Aman Merkez Canım Merkez…

Dün Türkiye Cumhuriyet Merkez Bankası Para Politikası Kurulu kararını karşıladık hep birlikte. O yüreğimiz ağzımızda, elimiz kalbimizde beklediğimiz toplantılardan değildi. Herhangi bir ters köşe de çıkmadı neyse ki.

Beklendiği gibi Merkez Bankası politika faizini değiştirmeyerek yüzde 50 seviyesinde sabit bıraktı.

Metin değerlendirmesine gelince…

Geçen ay yapılan PPK toplantısının ardından yayımlanan metne göre daha güvercin bir metin olarak tanımlarım kendi adıma. Metin, alınan kararları açıklamak için gereksiz şekilde uzatılmış cümlelerle dolmuş.

Geçtiğimiz hafta sıkça üzerinde durduğumuz bir konu da tek bir sözcükle “selam ben de artık buradayım” demiş ve yerini almış.

Öncü göstergeler temmuz ayında aylık enflasyonun, para politikasının görece etki alanı dışında kalan yönetilen-yönlendirilen fiyat ve VERGİ ayarlamaları ile işlenmemiş gıda fiyatlarındaki arz yönlü gelişmeler neticesinde geçici olarak artacağına işaret etmektedir.”

Zaten TCMB Başkanı Karahan da yaptığı açıklamada maliye tarafından atılan bu adımların temmuz ayı enflasyonunda yaklaşık 1,5 puanlık bir artış yaratacağını söylemişti.

Yani şimdiye kadar para politikası ile gündeme gelen konuların içine maliye politikasını da sokma vakti gelmiş görünüyor.

Önümüzdeki aylarda verilecek faiz kararları açısından elbette dünya siyaseti ve ekonomisi de yakından takip edilecek. Kasım ayında gerçekleşecek Amerikan seçimlerinde Trump ipi göğüsleyecek gibi görünüyor. Piyasa dostu Başkan, faizleri düşürmek isteyecek, bu da doların bollaşmasına, ucuzlamasına, paranın emtia ve kripto tarafında değerlendirilmesine yol açacak. Diğer yandan her dem göz bebeğim borsa da pozitif olarak bundan nasibini alacaktır. Washington ile aramızdaki 7 saatlik farka göre bir süre “jetlag” yaşamak durumunda da kalabiliriz. Ne de olsa kiminle ilgili övgü, kiminle ilgili yergi tweeti atacağını bilemeyiz.

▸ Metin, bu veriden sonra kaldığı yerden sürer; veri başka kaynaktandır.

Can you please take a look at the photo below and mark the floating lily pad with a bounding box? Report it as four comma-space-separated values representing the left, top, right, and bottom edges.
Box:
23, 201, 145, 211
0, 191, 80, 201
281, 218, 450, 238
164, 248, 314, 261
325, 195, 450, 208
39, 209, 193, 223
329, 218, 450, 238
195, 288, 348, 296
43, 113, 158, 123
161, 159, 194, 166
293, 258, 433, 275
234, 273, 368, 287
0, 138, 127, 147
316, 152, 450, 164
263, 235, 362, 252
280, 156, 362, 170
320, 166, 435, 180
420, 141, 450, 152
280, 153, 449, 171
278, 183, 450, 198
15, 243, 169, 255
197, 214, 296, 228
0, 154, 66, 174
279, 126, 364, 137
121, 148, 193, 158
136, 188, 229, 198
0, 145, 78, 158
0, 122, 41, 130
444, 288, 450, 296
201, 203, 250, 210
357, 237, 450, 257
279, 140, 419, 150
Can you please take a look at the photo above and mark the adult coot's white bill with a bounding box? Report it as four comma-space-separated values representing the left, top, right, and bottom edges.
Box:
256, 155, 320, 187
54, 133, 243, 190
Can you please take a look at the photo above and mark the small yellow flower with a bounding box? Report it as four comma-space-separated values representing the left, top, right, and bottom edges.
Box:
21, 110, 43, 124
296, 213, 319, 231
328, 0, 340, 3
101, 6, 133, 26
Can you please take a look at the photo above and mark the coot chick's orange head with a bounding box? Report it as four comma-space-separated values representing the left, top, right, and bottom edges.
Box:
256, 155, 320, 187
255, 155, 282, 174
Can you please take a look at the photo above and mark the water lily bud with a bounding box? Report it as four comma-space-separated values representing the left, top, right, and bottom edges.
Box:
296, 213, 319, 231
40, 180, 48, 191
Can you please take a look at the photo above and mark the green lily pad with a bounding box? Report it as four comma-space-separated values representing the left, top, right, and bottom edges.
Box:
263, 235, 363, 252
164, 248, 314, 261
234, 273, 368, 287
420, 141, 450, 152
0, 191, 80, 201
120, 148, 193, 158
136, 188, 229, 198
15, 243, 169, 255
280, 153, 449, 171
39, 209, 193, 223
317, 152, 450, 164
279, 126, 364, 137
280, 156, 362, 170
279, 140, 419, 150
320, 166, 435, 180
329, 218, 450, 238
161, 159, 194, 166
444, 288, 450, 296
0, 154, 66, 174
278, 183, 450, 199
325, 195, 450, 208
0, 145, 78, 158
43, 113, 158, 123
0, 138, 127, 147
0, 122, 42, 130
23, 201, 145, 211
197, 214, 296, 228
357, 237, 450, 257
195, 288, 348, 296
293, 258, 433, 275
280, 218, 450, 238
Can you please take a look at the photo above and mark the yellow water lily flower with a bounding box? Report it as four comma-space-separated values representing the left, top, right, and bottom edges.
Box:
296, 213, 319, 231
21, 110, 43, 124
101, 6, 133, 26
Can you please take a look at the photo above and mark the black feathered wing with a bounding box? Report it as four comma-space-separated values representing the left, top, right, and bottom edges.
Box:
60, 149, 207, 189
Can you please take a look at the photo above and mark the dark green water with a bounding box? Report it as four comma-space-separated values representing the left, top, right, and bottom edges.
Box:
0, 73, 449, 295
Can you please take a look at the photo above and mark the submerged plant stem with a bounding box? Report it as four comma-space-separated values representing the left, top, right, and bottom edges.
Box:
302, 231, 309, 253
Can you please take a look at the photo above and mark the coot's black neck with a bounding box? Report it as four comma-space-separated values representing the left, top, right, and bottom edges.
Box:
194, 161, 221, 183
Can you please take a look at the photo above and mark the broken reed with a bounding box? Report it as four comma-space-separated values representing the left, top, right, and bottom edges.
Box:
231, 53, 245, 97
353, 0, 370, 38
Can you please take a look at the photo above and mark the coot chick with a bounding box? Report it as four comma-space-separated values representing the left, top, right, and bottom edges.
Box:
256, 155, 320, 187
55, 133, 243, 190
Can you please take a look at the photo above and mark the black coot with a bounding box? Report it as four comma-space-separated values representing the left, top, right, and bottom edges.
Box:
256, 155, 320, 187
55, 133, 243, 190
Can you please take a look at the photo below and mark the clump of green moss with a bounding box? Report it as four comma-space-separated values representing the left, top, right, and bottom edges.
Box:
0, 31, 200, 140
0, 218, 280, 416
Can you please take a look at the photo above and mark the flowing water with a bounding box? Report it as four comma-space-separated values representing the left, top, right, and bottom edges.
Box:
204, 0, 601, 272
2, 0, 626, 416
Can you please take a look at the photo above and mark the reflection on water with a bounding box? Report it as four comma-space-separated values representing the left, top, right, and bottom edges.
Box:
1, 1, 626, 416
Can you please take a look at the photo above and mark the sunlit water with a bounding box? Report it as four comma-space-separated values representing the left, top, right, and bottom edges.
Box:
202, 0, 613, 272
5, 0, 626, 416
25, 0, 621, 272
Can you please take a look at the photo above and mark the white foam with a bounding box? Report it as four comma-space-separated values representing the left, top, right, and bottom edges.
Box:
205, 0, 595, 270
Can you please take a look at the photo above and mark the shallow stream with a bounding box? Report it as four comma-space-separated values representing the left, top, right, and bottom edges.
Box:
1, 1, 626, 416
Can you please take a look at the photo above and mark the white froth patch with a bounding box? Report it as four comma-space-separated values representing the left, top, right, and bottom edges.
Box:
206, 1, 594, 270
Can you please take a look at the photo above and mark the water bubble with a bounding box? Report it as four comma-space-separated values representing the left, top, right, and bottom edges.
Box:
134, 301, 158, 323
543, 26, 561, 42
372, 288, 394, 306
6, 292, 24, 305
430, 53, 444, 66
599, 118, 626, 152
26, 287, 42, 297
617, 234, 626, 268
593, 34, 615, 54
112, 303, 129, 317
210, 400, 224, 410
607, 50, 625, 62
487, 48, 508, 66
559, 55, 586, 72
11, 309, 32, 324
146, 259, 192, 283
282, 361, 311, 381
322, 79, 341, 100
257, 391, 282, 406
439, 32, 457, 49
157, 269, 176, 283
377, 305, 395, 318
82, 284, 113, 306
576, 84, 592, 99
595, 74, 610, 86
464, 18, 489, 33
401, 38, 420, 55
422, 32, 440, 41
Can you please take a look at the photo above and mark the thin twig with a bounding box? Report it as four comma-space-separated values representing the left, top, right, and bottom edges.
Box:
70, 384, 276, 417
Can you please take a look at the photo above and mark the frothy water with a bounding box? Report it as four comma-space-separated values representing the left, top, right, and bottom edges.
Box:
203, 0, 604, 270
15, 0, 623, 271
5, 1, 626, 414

Bu faiz kararları malum, içinde yaşadığımız enflasyon sarmalına göre ayarlanmak durumunda.

Enflasyon konusu ise tam bir muamma.

Hangi ürünü nereden alıp hesaplıyorlar vallahi benim aklım almıyor. Zira ne kiram 6.000 TL, ne özel hastanede 34 TL’ye muayene olabiliyorum.

Yine sadece açıklanan rakamların ne söylediğine bakacak olursak. Mayıs’ta 75.45 ile görülen zirvenin ardından Temmuz ve ağustos aylarında görülecek baz etkisi ile %50-55 arası bir yere oturacak. Yıl sonu da %45’in bir tık altında gerçekleşecek gibi görünüyor.

Enflasyon yıl sonunda Merkez Bankası’nın tahmini olan %38’e gerilemeyecek. Ama üst bant olan %42’yi yakalama ihtimali zayıf da olsa var. Baktık %42 de olmadı, amaaaan bu kadar kusur kadı kızında da olur der, yazar mektubu Merkez.

TÜİK Başkanı’nın arasında o kadar da fark yok dediği 30 puanlık farkın yanına bile yaklaşamaz nasıl olsa.

TÜİK Başkanı’nın pek de önemsemediği %30 enflasyonun da gelişmiş, üst gelir grubu ülkelerin en az altı yedisinin toplamından fazla olduğunu da belirtmek isterim.

Sonuçta hesaplanan enflasyon ile gerçekleşen enflasyonun birbirinden dramatik olarak farklı olması gömleğin ilk düğmesinin yanlış iliklenmesine neden oluyor.

Yine Merkez Bankası ve Para Politikası Kurulu kararlarına dönecek olursak. Bence Eylül ayı ile birlikte Merkez Bankası faiz indirimlerine başlayacaktır. Yıl sonuna kadar 500 baz puanlık faiz indirmesini ve 2025 yılına yüzde 45 faiz oranıyla girmesini bekliyorum.